SINGAPORE (Dec 10): The storm looks to have blown over for palm oil players.
According to DBS Group Research, average crude palm oil (CPO) prices are expected to rebound by 19% to US$596 per MT in 2020.
The recovery will be driven by plateauing global palm oil supply, DBS says, alongside reasonable headroom for soybean price due to positive developments in the US-China trade war and African swine fever (ASF).
In addition, the brokerage also expects demand to remain steady in 2020.
“After weak share prices in 9M19, CPO stocks rebounded in 4Q19 due to the recovery of CPO price and this led to stronger y-o-y earnings on higher average selling price (ASP),” says lead analyst William Simadiputra in a Dec 9 report.
But even as the plantation counters look poised to leave the dry spell behind them, DBS believes it is important to stay selective on stock picks.
“The plantation universe is currently a mixed bag,” Simadiputra says. “Some companies are better than others in capitalising on the CPO price recovery.”
Despite the hype over the CPO price rally, Simadiputra stresses that it is good to be selective. “Some companies have rallied ahead of their fundamentals,” he says. “We prefer Singapore-listed Bumitama Agri (BAL), First Resources (FR) and Wilmar International (WIL) over Indonesia-listed stocks.”
For one, Simadiputra favours BAL and FR for their undemanding valuations as well as strong yield performance to capitalise on the recovery of CPO prices.
DBS has “buy” recommendations on BAL and FR with higher target prices of 81 cents and $2.10, respectively. The target prices were raised from 72 cents and $1.95 previously.
Simadiputra is raising his earnings forecasts for BAL in FY2020F and FY2021F by 12% and 13% respectively, to account for better profitability from higher palm oil prices in the year, and more conservative fertiliser application next year.

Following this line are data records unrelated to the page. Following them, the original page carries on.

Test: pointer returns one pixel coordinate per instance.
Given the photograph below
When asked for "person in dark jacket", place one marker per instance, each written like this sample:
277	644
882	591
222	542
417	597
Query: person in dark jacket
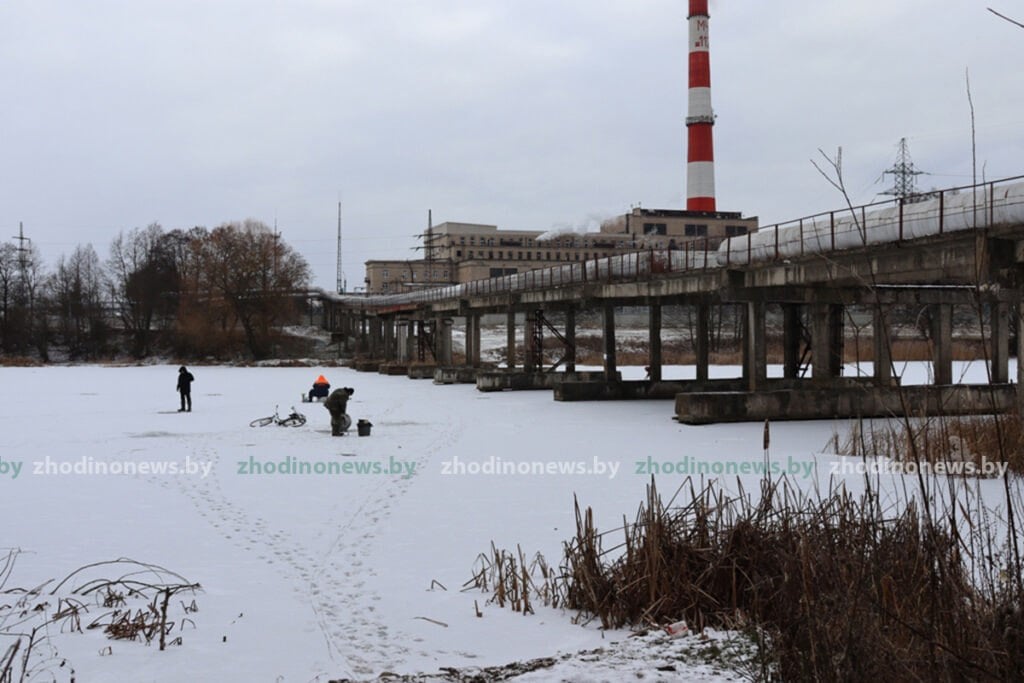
321	388
184	388
337	403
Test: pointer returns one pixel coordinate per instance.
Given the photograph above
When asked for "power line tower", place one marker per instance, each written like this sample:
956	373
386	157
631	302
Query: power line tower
904	173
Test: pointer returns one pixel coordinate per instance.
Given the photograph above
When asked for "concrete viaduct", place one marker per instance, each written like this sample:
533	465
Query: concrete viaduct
979	266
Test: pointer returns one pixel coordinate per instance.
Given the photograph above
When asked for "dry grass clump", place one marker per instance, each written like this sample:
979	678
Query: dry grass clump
834	588
18	361
981	440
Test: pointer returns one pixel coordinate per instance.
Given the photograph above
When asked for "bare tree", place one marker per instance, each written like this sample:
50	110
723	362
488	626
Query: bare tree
144	284
75	296
249	268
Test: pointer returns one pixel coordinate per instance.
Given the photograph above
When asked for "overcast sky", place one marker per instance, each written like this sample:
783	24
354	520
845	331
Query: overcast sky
517	113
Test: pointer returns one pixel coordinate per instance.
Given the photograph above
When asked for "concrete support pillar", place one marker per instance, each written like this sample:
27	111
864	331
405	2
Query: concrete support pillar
826	341
376	337
390	348
792	340
999	339
401	341
882	346
473	340
570	339
364	334
755	351
608	315
442	341
837	343
510	339
942	343
410	341
702	341
654	342
1020	357
529	357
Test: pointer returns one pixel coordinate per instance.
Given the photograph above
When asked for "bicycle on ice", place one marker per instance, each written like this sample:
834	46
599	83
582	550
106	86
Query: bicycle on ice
296	419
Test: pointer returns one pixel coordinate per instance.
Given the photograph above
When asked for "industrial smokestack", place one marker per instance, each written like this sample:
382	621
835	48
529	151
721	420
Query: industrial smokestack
700	153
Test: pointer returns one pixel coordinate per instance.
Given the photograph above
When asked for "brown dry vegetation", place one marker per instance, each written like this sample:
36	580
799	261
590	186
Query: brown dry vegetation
833	588
946	438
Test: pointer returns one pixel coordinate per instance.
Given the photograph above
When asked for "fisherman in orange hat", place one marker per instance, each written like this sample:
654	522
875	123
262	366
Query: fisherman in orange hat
321	389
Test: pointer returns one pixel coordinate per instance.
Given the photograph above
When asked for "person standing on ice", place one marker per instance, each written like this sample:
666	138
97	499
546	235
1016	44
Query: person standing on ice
337	403
321	388
184	388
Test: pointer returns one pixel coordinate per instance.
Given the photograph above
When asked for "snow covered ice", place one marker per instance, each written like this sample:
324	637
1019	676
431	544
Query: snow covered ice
352	566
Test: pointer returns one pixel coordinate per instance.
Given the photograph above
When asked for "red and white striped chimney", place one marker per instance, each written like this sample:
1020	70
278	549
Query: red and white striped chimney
700	154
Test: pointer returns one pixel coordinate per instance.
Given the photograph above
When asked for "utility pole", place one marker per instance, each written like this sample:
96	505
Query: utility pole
23	261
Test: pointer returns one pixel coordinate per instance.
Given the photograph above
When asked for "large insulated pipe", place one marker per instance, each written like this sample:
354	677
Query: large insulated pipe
700	154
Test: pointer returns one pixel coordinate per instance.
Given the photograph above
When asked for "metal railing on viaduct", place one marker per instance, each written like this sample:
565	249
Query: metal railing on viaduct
956	247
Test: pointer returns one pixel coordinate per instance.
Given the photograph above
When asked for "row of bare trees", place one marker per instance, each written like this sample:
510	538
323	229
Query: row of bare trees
194	293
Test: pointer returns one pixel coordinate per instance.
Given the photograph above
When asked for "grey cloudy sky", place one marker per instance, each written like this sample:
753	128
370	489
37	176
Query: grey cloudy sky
523	114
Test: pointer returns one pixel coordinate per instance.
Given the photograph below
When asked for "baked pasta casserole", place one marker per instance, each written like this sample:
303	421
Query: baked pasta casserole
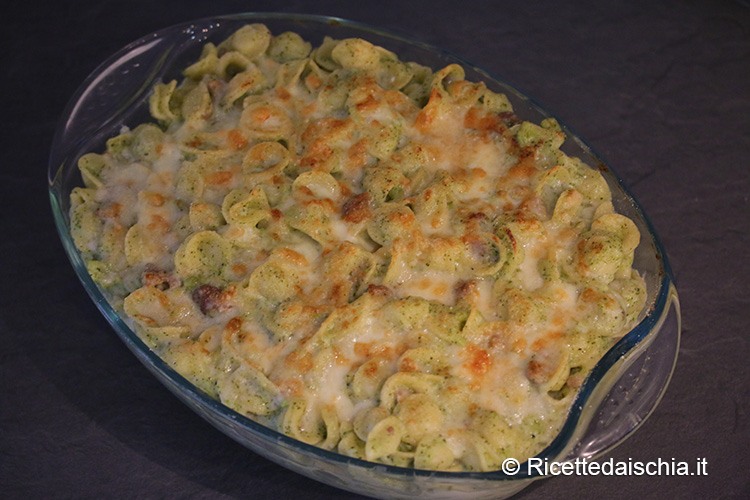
366	254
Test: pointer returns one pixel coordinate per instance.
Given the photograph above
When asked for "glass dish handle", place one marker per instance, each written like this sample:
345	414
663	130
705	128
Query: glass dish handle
636	393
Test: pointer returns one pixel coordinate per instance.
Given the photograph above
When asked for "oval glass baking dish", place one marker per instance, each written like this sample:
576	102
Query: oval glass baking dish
617	396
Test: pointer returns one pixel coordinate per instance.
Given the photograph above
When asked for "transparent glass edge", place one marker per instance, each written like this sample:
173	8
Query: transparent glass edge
143	353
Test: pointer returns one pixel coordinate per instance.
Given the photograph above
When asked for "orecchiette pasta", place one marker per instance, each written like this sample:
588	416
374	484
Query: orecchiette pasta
364	254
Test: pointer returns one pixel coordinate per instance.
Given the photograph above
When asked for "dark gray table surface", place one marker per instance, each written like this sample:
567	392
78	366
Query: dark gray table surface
660	89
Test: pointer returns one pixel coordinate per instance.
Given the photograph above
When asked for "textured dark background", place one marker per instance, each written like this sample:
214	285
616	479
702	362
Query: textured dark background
660	89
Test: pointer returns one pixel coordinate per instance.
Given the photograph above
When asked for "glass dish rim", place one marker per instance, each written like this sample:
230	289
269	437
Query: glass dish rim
624	346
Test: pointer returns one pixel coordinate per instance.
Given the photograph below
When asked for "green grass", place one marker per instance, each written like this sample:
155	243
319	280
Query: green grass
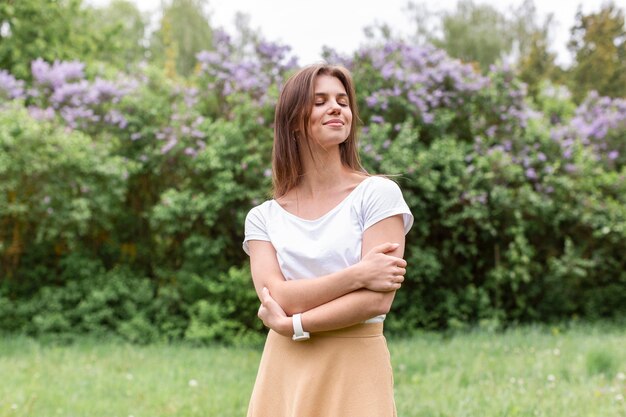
530	371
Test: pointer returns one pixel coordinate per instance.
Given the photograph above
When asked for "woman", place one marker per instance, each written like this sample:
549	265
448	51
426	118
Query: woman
326	260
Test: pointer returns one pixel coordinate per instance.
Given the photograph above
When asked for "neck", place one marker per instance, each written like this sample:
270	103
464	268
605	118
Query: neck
322	172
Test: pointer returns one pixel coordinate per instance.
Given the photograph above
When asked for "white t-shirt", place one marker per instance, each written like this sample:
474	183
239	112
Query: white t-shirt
332	242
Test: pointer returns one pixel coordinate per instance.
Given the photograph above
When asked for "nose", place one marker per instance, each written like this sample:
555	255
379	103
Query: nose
334	107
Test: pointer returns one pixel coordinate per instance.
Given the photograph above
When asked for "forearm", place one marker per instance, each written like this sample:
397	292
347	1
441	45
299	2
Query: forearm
348	310
296	296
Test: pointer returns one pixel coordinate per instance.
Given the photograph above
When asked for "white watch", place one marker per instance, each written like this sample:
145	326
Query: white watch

At the same time, he expects FR’s earnings to rebound by 72% y-o-y to US$148 million ($201 million) in 2020, driven by higher CPO prices.

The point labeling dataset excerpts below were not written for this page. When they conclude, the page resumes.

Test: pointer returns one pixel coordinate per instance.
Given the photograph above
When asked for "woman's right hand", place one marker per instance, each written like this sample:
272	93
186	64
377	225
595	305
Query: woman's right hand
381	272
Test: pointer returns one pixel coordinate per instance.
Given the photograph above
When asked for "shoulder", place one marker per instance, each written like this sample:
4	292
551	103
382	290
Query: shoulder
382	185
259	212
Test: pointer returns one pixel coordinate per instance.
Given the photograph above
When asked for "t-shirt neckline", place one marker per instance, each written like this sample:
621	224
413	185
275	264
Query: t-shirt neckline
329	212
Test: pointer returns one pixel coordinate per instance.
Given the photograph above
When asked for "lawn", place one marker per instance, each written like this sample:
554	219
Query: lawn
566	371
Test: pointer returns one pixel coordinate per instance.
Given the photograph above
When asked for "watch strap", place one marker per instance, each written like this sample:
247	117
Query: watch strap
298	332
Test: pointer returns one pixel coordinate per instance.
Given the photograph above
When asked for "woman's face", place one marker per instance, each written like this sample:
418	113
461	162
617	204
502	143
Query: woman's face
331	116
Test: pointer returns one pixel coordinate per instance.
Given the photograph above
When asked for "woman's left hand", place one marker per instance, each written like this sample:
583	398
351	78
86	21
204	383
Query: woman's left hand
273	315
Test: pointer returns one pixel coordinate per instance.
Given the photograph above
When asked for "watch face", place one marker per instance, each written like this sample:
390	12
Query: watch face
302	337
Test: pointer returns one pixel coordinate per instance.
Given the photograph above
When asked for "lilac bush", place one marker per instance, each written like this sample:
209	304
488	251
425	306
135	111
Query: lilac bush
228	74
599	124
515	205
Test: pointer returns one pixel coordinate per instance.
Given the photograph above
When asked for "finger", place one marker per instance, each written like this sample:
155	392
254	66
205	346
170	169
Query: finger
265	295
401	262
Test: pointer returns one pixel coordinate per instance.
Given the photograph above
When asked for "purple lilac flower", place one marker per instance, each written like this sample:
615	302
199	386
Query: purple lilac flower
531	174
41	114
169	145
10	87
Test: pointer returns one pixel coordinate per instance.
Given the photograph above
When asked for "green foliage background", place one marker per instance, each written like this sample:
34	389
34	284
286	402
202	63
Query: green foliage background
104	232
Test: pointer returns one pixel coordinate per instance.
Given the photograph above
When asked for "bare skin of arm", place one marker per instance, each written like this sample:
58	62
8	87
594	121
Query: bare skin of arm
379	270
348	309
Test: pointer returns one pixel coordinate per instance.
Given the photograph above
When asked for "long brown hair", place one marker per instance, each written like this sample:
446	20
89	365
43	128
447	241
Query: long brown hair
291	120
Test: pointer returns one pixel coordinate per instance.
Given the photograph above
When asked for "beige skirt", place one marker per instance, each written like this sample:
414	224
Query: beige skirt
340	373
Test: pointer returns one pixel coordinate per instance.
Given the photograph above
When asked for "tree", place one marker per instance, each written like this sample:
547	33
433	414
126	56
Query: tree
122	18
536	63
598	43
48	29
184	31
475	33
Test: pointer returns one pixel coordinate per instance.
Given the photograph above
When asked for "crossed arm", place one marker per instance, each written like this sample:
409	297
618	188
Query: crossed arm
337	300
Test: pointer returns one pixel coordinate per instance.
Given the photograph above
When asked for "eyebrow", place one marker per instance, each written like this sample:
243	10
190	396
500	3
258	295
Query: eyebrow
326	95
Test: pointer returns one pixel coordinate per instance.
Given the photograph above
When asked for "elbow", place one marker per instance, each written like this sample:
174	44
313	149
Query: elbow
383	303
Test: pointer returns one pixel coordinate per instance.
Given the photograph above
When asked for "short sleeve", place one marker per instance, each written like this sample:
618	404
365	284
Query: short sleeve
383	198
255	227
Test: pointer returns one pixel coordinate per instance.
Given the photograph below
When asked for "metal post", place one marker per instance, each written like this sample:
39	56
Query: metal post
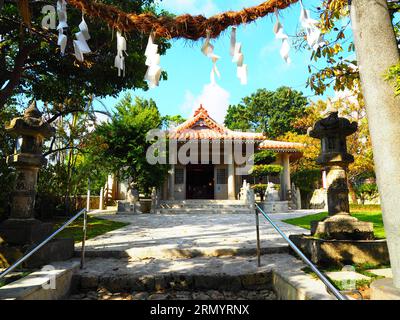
329	285
88	197
85	225
258	239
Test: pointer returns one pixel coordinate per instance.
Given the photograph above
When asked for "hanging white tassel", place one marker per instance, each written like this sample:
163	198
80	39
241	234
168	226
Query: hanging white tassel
119	61
280	34
242	74
62	18
62	14
313	33
154	70
238	58
80	44
208	51
233	41
62	41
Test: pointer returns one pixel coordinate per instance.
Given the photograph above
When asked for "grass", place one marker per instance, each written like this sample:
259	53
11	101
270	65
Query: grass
95	227
368	213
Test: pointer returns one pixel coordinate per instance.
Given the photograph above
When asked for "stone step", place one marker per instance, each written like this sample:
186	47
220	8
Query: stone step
203	206
205	210
230	273
176	252
191	203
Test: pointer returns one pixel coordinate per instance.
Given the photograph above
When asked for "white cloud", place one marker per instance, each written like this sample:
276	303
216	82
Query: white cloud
213	98
204	7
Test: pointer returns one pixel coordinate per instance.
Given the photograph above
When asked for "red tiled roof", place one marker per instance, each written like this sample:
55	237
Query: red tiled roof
281	145
202	127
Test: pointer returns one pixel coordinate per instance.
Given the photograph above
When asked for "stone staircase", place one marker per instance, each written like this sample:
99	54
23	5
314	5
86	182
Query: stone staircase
204	207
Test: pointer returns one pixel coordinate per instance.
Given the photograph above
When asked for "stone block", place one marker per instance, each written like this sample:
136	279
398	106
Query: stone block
384	289
89	282
342	252
346	276
55	250
256	281
275	206
343	227
21	232
385	272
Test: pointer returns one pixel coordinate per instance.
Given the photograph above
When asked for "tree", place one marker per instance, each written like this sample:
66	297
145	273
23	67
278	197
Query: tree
31	63
271	112
7	173
335	65
172	121
350	104
120	145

“FR remains our [top] pick in the plantation sector given its strong asset base to capitalise on the edible oil market recovery in 2020,” Simadiputra says.
Meanwhile, the analyst also likes WIL for its integrated upstream-downstream business model, which provides a cushion on profitability during volatile commodity prices. “We assume that WIL can maintain good profitability amid low edible oil prices, despite the prolonged trade war," Simadiputra says.
“As we gather more information on Wilmar’s China operations, we are increasingly convinced that Wilmar’s potential is far greater than market expectations,” he adds. “A special dividend and 1Q20 listing of its China business Yihai Kerry Arawana Holdings (YKA) are further positive catalysts for share price.”
DBS is keeping its “buy” call on WIL with a higher target price of $4.60, from $4.35 previously.
“Our upbeat long-term view on CPO prices also supports these planters’ earnings and free cash flow outlook, supporting our target prices,” Simadiputra says.
“This prompts us to reiterate our stock-picking strategy,” he adds. “We only choose companies with potential for yield expansion and volume growth, as well as those that are able to keep their costs low for significant earnings growth leverage.”
As at 3.17pm, shares in Bumitama Agri are trading 2.8% higher at 74.5 cents, shares in First Resources are trading 1.1% up at $1.85, and shares in Wilmar are trading 1.7% higher at $4.17.